Вы регочете, как утки, а он лежит там один и умирает, чуть было не крикнула Айви, но сидя кричать такое глупо, а встать она не смогла, ноги не слушались. Айви мрачно придвинула к себе чарку, чья-то рука мягко вынула ее и заменила на ковш, Айви зарычала, но и шея не слушалась, не позволяя повернуть голову, отыскать непрошеного распорядителя и отбожить его как следует. Она придвинула ковш и с омерзением сделала несколько глотков чего-то слишком сладкого и слишком слабого.
Пьяный голос – Онто, точно, не глядя понять можно, – пытался, мекая, сбиваясь и упорно возвращаясь к потерянной нити, доказать, что Арвуй-кугыза молодец, но из бестолковых же, из боевых, всю жизнь пытался пригодиться, а когда пригодился, снова всем морочил голову своими боевыми науками, война, говорит, скоро, говорит, народ отвлекал, бестолковых плодил, а они так и не пригодились почти.
– Почти? – ласково спросил Кокшавуй, и все затихли. Одним из легших под Смертную рощу был его, Кокшавуя, первенец и любимец Сидун – он первым заметил отряд вторжения, помчался поднимать всех и смог ударить в ответ уже после первой и второй, от стрелы и ножа, смерти. Онто вякнул растерянно и замолчал. Все замолчали. Кокшавуй припал к ковшу с пивом и закашлялся, его постучали по спине.

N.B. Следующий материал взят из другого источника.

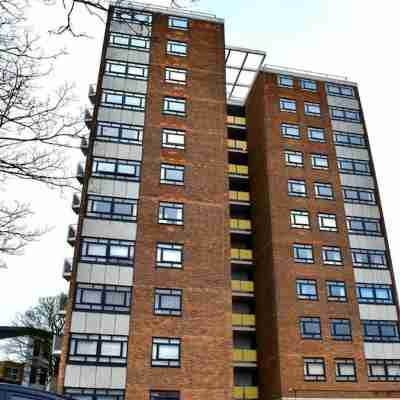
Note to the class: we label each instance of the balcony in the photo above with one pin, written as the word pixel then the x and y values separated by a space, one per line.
pixel 245 392
pixel 71 235
pixel 84 145
pixel 240 225
pixel 244 320
pixel 80 172
pixel 92 93
pixel 243 256
pixel 237 145
pixel 88 117
pixel 67 269
pixel 76 203
pixel 244 356
pixel 239 197
pixel 243 286
pixel 236 121
pixel 238 170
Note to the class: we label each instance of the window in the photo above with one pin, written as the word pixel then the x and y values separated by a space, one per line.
pixel 383 370
pixel 169 255
pixel 168 301
pixel 287 105
pixel 170 213
pixel 332 255
pixel 285 81
pixel 336 291
pixel 126 69
pixel 176 48
pixel 316 135
pixel 365 258
pixel 297 188
pixel 170 395
pixel 120 133
pixel 308 84
pixel 132 16
pixel 94 394
pixel 345 114
pixel 306 289
pixel 339 90
pixel 341 329
pixel 314 369
pixel 290 131
pixel 349 139
pixel 116 99
pixel 303 253
pixel 323 191
pixel 107 251
pixel 178 23
pixel 115 169
pixel 173 139
pixel 103 298
pixel 312 109
pixel 174 106
pixel 355 167
pixel 358 195
pixel 294 158
pixel 381 331
pixel 172 174
pixel 372 293
pixel 105 207
pixel 175 75
pixel 126 41
pixel 364 226
pixel 327 222
pixel 98 349
pixel 166 352
pixel 310 328
pixel 345 370
pixel 319 161
pixel 299 219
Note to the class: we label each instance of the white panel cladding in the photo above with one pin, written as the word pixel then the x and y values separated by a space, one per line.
pixel 351 127
pixel 362 275
pixel 121 116
pixel 382 351
pixel 127 85
pixel 367 242
pixel 117 150
pixel 351 152
pixel 130 28
pixel 109 229
pixel 111 187
pixel 91 376
pixel 357 181
pixel 104 274
pixel 129 55
pixel 378 312
pixel 338 101
pixel 106 324
pixel 362 210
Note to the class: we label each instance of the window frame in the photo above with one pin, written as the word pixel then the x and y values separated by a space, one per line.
pixel 158 308
pixel 157 342
pixel 103 306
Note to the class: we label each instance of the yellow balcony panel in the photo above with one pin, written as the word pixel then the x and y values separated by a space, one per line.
pixel 243 286
pixel 245 392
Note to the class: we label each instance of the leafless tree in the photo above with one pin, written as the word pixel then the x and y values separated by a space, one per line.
pixel 44 316
pixel 35 128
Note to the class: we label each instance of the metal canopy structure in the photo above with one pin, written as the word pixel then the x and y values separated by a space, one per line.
pixel 241 68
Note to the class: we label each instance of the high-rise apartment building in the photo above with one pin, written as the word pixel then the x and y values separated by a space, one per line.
pixel 230 242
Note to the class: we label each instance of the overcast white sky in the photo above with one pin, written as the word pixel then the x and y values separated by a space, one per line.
pixel 356 38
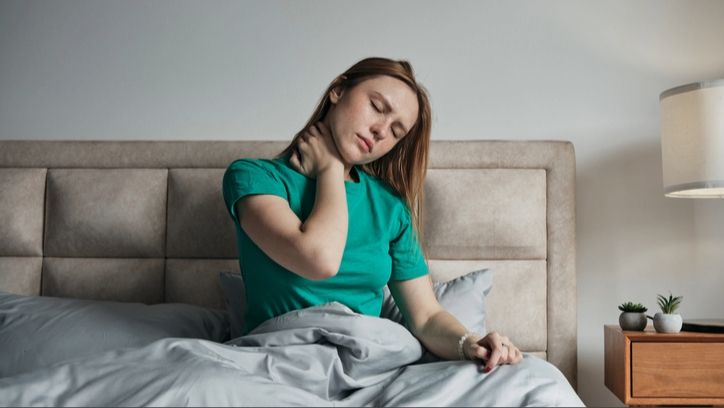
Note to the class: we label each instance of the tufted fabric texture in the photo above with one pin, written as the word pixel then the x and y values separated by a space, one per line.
pixel 144 221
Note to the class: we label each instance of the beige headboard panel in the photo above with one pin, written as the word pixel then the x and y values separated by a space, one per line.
pixel 145 221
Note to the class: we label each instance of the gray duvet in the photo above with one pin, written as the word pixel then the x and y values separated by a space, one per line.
pixel 321 356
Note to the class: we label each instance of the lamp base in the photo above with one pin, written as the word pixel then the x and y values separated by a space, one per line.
pixel 704 325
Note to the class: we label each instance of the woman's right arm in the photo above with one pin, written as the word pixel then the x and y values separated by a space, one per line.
pixel 312 249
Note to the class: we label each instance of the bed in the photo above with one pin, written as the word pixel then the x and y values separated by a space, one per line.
pixel 136 225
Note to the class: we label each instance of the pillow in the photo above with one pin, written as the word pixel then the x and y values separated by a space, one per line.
pixel 37 331
pixel 235 298
pixel 463 297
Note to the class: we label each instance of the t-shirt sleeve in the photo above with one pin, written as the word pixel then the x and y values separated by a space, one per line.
pixel 408 260
pixel 246 177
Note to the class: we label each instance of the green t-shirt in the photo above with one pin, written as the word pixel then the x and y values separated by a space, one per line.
pixel 381 244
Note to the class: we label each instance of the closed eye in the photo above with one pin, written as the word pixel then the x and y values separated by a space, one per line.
pixel 375 106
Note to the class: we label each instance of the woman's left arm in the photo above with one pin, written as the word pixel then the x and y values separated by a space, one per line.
pixel 441 332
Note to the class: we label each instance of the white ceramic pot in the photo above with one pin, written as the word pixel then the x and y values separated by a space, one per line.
pixel 667 323
pixel 632 321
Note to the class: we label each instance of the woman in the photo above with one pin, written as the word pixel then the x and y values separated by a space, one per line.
pixel 336 216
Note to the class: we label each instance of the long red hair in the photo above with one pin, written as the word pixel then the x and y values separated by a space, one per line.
pixel 405 166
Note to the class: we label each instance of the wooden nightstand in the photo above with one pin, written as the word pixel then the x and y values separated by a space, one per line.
pixel 649 368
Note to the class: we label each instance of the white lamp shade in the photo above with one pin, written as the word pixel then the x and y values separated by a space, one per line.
pixel 692 140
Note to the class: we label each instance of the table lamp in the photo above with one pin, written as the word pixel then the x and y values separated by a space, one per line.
pixel 692 152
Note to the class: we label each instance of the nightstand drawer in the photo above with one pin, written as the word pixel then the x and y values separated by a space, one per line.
pixel 670 369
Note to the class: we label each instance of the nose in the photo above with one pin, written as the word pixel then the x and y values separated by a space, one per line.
pixel 380 129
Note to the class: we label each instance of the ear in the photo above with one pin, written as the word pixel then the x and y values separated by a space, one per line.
pixel 337 90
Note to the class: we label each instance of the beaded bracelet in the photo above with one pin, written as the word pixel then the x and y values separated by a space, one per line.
pixel 461 342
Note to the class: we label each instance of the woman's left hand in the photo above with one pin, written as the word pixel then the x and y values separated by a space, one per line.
pixel 492 349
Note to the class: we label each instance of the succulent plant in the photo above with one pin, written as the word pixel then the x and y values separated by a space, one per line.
pixel 669 306
pixel 630 307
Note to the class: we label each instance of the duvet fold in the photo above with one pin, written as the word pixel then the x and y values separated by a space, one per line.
pixel 321 356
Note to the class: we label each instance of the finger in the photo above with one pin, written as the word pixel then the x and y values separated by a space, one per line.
pixel 493 360
pixel 323 129
pixel 294 161
pixel 505 354
pixel 518 356
pixel 313 130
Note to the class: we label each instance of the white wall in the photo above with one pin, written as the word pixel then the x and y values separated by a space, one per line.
pixel 590 72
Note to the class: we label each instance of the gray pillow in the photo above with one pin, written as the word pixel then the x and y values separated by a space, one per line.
pixel 37 331
pixel 463 297
pixel 235 298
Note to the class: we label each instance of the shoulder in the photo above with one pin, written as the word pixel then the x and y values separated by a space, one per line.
pixel 251 163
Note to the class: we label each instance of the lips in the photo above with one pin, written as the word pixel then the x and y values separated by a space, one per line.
pixel 367 142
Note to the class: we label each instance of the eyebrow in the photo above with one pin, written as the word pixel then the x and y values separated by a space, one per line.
pixel 389 108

Онто поморгал и вполголоса затянул песню Смертной рощи. Кокшавуй поспешно закивал и подхватил сквозь кашель, остальные присоединились.
Айви, кажется, заплакала или просто выпала из мира, а когда вернулась, все снова ели, пили и разговаривали, посмеиваясь, а сама она вежливо пробовала ответить на вопрос, который не поняла. Невпопад, судя по лицу Озея, который, оказывается, ее все это время и опекал, и водил, и кормил, и поил, и по спине гладил, странно, что единившейся парочкой не любовался. А забавно получилось бы: постояли бы так, любуясь, и тоже бы с ним зацепились. Озей похлипче Позаная, но и я полегче, хоть и не такая ловкая.

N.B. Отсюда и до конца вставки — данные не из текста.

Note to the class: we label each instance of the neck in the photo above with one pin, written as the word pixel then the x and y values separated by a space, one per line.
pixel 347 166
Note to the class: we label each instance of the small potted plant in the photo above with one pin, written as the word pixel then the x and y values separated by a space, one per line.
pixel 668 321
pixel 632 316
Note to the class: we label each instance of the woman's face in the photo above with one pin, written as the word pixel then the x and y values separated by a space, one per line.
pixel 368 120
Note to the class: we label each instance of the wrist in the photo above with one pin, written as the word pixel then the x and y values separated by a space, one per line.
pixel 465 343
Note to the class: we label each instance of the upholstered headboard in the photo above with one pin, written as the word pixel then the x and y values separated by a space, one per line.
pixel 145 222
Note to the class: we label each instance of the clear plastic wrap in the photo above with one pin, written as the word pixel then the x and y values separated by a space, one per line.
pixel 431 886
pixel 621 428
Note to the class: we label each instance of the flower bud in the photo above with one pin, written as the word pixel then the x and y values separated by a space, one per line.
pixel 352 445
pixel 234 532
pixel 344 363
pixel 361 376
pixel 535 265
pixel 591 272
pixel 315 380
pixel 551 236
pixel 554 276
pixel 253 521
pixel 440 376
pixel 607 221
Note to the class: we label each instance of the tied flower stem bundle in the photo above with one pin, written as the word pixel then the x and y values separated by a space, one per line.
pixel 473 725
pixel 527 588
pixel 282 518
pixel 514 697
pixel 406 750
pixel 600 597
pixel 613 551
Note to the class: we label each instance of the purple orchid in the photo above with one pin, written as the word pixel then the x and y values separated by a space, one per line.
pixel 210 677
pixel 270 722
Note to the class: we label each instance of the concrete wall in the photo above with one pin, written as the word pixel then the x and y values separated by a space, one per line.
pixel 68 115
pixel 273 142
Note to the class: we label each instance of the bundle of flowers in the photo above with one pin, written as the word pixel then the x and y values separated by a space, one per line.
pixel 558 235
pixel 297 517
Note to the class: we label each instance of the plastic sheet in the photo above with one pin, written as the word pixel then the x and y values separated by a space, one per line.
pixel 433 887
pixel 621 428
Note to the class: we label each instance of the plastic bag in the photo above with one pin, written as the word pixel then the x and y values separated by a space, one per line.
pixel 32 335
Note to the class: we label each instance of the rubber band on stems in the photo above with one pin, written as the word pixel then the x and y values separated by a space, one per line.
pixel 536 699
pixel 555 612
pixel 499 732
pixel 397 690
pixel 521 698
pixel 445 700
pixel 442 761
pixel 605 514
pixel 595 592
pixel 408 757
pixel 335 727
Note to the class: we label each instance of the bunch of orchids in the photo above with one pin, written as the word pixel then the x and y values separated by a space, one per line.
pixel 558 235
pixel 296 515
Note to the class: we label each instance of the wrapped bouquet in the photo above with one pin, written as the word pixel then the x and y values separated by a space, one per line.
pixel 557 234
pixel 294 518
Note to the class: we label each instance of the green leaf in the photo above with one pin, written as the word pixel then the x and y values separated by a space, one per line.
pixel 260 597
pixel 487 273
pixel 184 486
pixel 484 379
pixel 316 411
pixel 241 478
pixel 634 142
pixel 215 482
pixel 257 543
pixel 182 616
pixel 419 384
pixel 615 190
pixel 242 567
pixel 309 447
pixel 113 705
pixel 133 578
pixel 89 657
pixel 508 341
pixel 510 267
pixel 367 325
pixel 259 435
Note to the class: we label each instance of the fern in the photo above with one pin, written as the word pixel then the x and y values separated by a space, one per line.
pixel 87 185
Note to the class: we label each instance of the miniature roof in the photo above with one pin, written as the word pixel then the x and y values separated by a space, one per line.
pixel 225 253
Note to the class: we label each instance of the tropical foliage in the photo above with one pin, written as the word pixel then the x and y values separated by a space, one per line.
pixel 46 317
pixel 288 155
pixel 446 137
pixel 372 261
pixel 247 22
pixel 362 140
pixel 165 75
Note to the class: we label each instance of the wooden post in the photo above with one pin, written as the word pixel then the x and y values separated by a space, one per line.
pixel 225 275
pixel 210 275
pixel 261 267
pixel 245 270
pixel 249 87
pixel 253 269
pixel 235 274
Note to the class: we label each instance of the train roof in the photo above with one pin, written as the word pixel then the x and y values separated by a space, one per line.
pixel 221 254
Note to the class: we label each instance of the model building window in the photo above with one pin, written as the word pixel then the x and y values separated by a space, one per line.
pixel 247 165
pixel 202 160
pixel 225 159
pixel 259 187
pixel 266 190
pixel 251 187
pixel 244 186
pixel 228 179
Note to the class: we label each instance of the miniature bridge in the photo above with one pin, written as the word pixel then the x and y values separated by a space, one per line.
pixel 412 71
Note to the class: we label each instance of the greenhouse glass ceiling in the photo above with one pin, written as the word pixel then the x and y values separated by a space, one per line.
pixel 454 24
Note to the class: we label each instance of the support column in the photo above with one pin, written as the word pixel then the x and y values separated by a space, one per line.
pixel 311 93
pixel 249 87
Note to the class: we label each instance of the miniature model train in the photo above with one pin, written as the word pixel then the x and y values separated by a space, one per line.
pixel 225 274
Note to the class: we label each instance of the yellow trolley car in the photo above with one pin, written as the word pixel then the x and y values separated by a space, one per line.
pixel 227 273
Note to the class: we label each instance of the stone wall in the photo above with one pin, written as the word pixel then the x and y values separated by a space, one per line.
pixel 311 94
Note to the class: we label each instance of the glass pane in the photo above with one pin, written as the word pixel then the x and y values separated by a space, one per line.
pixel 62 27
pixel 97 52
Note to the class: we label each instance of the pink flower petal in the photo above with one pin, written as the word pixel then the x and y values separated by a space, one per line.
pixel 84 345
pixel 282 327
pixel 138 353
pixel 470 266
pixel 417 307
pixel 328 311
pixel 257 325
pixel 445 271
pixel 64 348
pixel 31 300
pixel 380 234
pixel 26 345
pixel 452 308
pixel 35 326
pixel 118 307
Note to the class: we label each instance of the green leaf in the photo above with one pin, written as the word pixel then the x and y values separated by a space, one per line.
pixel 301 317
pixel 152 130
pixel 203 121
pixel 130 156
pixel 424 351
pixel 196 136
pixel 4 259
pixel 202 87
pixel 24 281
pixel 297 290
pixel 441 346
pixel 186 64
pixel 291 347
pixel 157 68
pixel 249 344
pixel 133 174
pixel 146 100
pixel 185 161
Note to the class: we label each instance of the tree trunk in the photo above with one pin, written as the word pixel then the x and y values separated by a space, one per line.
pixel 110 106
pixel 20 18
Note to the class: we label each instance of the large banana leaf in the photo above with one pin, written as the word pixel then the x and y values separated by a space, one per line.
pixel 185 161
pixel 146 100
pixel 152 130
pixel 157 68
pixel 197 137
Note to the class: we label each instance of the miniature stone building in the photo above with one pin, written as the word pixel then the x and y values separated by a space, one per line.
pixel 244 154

В этом и беда, что я не ловкая. Так и буду сбоку и сзади, никому не нужная, неумелая и уродливая. Как Кул.
Айви встала, отмахнулась от Озея и пошла с поляны. Только у самого подлеска осмотрелась, прислушиваясь, то ли надеясь, то ли опасаясь увидеть Позаная и Чепи. Но не увидела.

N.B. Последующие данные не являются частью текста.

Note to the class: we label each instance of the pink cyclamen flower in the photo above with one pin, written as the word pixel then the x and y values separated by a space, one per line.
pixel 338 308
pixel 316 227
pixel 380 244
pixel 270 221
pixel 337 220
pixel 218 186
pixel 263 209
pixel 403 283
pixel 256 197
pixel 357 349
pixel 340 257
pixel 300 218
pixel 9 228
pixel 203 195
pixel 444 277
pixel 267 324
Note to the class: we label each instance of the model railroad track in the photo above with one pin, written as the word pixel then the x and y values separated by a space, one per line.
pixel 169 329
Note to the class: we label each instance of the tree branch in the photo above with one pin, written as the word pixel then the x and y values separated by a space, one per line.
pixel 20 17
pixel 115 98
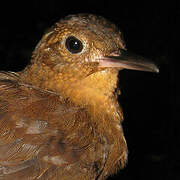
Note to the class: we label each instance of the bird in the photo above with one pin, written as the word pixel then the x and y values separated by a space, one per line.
pixel 60 118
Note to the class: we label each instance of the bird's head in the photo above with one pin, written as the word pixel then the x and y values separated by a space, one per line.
pixel 82 54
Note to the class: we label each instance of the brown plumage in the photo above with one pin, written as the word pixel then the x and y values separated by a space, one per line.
pixel 59 117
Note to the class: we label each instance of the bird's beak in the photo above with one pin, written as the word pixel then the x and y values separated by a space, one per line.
pixel 126 60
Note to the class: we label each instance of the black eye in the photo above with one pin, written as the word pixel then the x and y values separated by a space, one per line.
pixel 74 45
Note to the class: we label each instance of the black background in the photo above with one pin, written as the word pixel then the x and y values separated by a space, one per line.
pixel 147 98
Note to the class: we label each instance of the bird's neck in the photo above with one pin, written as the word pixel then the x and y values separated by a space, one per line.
pixel 96 91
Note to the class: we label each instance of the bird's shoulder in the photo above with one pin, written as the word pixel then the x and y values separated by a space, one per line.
pixel 40 131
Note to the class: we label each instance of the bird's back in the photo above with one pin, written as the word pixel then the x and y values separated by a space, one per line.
pixel 43 136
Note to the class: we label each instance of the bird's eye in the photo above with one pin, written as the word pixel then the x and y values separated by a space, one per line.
pixel 74 45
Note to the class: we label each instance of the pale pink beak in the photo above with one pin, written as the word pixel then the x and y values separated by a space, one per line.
pixel 125 60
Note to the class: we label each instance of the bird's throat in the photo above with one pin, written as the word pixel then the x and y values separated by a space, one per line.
pixel 95 90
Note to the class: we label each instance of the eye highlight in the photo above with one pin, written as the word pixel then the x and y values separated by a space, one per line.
pixel 73 45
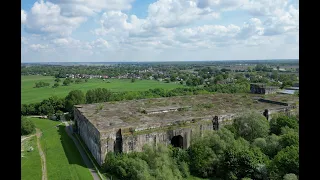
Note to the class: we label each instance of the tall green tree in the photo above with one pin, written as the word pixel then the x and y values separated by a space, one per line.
pixel 27 126
pixel 286 161
pixel 281 121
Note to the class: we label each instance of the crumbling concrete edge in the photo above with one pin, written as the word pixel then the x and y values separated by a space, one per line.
pixel 85 150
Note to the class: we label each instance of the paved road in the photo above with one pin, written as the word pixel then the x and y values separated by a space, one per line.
pixel 83 154
pixel 27 137
pixel 42 155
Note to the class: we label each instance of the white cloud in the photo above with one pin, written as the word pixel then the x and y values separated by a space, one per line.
pixel 220 5
pixel 251 28
pixel 37 47
pixel 45 17
pixel 171 29
pixel 23 16
pixel 24 40
pixel 174 13
pixel 100 43
pixel 264 7
pixel 282 22
pixel 89 7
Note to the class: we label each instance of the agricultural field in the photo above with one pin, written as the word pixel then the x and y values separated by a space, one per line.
pixel 29 94
pixel 62 157
pixel 30 163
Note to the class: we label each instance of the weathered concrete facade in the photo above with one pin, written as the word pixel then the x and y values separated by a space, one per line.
pixel 257 88
pixel 110 134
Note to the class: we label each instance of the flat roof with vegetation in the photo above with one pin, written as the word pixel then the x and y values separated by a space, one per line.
pixel 160 112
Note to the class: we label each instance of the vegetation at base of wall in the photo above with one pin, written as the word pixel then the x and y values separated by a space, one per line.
pixel 221 154
pixel 62 156
pixel 41 84
pixel 30 162
pixel 27 126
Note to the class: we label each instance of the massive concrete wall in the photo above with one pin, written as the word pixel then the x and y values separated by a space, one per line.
pixel 89 134
pixel 122 140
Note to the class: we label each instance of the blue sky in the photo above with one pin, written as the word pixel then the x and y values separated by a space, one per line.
pixel 158 30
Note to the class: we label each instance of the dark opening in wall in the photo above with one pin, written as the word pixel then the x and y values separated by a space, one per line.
pixel 177 141
pixel 118 142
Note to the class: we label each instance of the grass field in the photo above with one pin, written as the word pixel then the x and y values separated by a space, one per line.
pixel 30 163
pixel 62 157
pixel 29 94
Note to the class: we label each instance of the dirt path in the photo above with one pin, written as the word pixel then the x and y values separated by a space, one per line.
pixel 42 155
pixel 27 137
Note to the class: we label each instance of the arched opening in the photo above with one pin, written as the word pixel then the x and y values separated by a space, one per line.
pixel 118 142
pixel 177 141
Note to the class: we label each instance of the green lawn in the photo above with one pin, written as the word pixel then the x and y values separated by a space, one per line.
pixel 62 157
pixel 31 163
pixel 29 94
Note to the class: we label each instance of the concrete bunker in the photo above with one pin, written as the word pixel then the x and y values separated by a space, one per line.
pixel 177 141
pixel 123 127
pixel 118 142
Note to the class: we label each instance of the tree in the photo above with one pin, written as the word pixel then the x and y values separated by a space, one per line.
pixel 241 161
pixel 67 81
pixel 289 139
pixel 74 97
pixel 27 126
pixel 251 125
pixel 218 78
pixel 77 81
pixel 56 85
pixel 57 80
pixel 273 146
pixel 260 143
pixel 290 176
pixel 41 84
pixel 282 120
pixel 286 161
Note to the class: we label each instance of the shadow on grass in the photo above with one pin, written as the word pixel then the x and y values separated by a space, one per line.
pixel 70 149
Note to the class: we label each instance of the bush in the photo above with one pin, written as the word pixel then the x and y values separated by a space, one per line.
pixel 251 125
pixel 27 126
pixel 290 176
pixel 282 121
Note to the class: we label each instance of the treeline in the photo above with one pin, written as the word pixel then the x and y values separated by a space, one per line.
pixel 55 105
pixel 41 84
pixel 234 152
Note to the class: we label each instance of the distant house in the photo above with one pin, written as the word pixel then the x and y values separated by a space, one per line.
pixel 289 90
pixel 260 88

Их больше никто не увидел.
7
Мир – темный, мелкий и бессмысленный. Он всегда был таким, только раньше Айви этого не понимала. А теперь поняла. Это было обидно. Еще обиднее, что сама она даже хуже, темнее, мельче и бессмысленнее. И совсем обидно, что этого не исправить никак.
Никто ее не понимает, никто ее любит. Один человек только и понимал, лучше, чем сама Айви, и любил, наверное, тоже, и то сегодня стал богом и ушел. А больше таких не будет. Никаких не будет. И не поймет больше никто, и не полюбит.
И сама она больше никого не полюбит, никогда.
Айви впервые позавидовала шестипалым с их дикарским счетом «у каждого один отец, одна мать, один муж». Когда она впервые узнала об этом, страшно пожалела дикарей, до слез – как так, не целый народ – твоя семья, не весь род – твои отец, мать и братья-сёстры, не каждый любимый – твой муж, а у каждого своя норка, как у барсуков, а остальные – чужие, даже родственники – чужие, не говоря уж о соседях. А теперь вот завидовала. С народа какой спрос, а если твоя семья – только три человека, или два, или один, то никуда не денется, полюбит. И ты полюбишь. А остальные – правда чужие. Что ей, Кокшавуй – любимый и родной? Или Чепи? Или Позанай? Нет уж.